OpenAI API Documentation
Language Models are Few-Shot Learners - Tom B. Brown, Benjamin Mann, Nick Ryder, Melanie Subbiah, Jared Kaplan, Prafulla Dhariwal, Arvind Neelakantan, Pranav Shyam, Girish Sastry, Amanda Askell, Sandhini Agarwal, Ariel Herbert-Voss, Gretchen Krueger, Tom Henighan, Rewon Child, Aditya Ramesh, Daniel M. Ziegler, Jeffrey Wu, Clemens Winter, Christopher Hesse, Mark Chen, Eric Sigler, Mateusz Litwin, Scott Gray, Benjamin Chess, Jack Clark, Christopher Berner, Sam McCandlish, Alec Radford, Ilya Sutskever, Dario Amodei.
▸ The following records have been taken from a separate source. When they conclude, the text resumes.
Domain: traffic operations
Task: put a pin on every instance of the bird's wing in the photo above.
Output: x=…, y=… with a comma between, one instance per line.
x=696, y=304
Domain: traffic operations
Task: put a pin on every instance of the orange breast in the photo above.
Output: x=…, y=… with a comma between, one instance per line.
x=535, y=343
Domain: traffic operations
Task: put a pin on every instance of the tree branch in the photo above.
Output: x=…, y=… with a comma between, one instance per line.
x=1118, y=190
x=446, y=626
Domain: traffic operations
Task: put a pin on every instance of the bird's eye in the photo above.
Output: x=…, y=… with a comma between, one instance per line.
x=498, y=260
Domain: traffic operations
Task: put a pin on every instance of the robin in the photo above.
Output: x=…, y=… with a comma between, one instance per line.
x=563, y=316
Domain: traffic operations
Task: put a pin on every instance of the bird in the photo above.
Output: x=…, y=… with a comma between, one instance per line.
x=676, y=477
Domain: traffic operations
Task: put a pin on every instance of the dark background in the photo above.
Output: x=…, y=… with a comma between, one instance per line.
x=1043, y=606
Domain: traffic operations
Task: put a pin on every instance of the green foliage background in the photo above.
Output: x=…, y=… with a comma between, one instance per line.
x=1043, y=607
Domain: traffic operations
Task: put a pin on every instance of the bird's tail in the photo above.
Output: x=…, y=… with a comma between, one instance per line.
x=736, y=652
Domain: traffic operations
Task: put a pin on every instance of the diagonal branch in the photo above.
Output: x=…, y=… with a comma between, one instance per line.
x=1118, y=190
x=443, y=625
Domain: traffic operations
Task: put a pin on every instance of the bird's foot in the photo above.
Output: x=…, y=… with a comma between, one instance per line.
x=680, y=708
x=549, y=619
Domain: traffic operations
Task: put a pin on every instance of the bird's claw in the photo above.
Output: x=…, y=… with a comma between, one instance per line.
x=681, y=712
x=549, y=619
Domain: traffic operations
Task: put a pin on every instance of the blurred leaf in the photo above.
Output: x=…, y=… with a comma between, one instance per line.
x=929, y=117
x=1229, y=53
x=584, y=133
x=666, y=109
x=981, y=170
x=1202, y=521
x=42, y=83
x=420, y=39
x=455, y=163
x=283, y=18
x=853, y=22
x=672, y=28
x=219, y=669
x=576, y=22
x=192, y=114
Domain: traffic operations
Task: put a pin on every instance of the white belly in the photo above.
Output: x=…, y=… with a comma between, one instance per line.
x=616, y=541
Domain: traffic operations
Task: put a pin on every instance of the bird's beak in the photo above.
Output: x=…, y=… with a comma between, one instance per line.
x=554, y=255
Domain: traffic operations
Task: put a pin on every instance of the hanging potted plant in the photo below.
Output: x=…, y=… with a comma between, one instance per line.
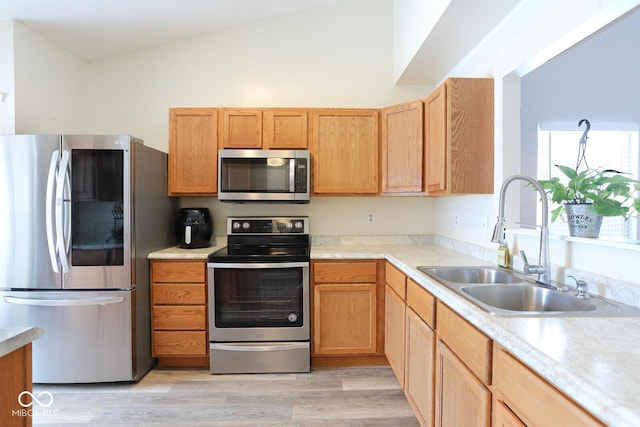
x=590, y=195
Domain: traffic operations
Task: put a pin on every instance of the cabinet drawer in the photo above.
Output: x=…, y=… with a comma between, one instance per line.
x=397, y=280
x=422, y=302
x=532, y=398
x=178, y=271
x=344, y=272
x=186, y=343
x=179, y=293
x=470, y=345
x=179, y=317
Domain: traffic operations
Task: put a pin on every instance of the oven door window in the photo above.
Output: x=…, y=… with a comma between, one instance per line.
x=250, y=298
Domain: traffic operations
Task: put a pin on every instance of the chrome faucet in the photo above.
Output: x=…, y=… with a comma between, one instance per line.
x=543, y=269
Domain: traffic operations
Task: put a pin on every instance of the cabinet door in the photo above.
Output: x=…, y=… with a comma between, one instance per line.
x=394, y=334
x=435, y=136
x=242, y=128
x=344, y=319
x=285, y=129
x=458, y=126
x=532, y=399
x=344, y=148
x=193, y=151
x=503, y=417
x=420, y=367
x=461, y=399
x=401, y=151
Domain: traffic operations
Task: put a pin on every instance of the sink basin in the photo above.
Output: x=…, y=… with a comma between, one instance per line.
x=471, y=274
x=506, y=293
x=526, y=298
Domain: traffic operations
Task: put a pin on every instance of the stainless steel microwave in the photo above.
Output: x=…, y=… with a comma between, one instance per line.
x=263, y=175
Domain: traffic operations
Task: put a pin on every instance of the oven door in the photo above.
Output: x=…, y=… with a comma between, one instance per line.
x=257, y=301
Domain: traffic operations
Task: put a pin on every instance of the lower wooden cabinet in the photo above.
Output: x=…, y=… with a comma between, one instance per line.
x=461, y=398
x=179, y=312
x=394, y=334
x=346, y=301
x=525, y=399
x=16, y=379
x=463, y=372
x=419, y=367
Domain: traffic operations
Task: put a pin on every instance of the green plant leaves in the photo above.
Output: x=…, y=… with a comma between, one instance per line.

NeurIPs 2020.
Pre-train, Prompt, and Predict: A Systematic Survey of Prompting Methods in Natural Language Processing - Pengfei Liu, Weizhe Yuan, Jinlan Fu, Zhengbao Jiang, Hiroaki Hayashi, Graham Neubig. arXiv 2022.
Multitask Prompted Training Enables Zero-Shot Task Generalization - Victor Sanh, Albert Webson, Colin Raffel, Stephen H. Bach, Lintang Sutawika, Zaid Alyafeai, Antoine Chaffin, Arnaud Stiegler, Teven Le Scao, Arun Raja, Manan Dey, M Saiful Bari, Canwen Xu, Urmish Thakker, Shanya Sharma Sharma, Eliza Szczechla, Taewoon Kim, Gunjan Chhablani, Nihal Nayak, Debajyoti Datta, Jonathan Chang, Mike Tian-Jian Jiang, Han Wang, Matteo Manica, Sheng Shen, Zheng Xin Yong, Harshit Pandey, Rachel Bawden, Thomas Wang, Trishala Neeraj, Jos Rozen, Abheesht Sharma, Andrea Santilli, Thibault Fevry, Jason Alan Fries, Ryan Teehan, Tali Bers, Stella Biderman, Leo Gao, Thomas Wolf, Alexander M. Rush. arXiv 2022.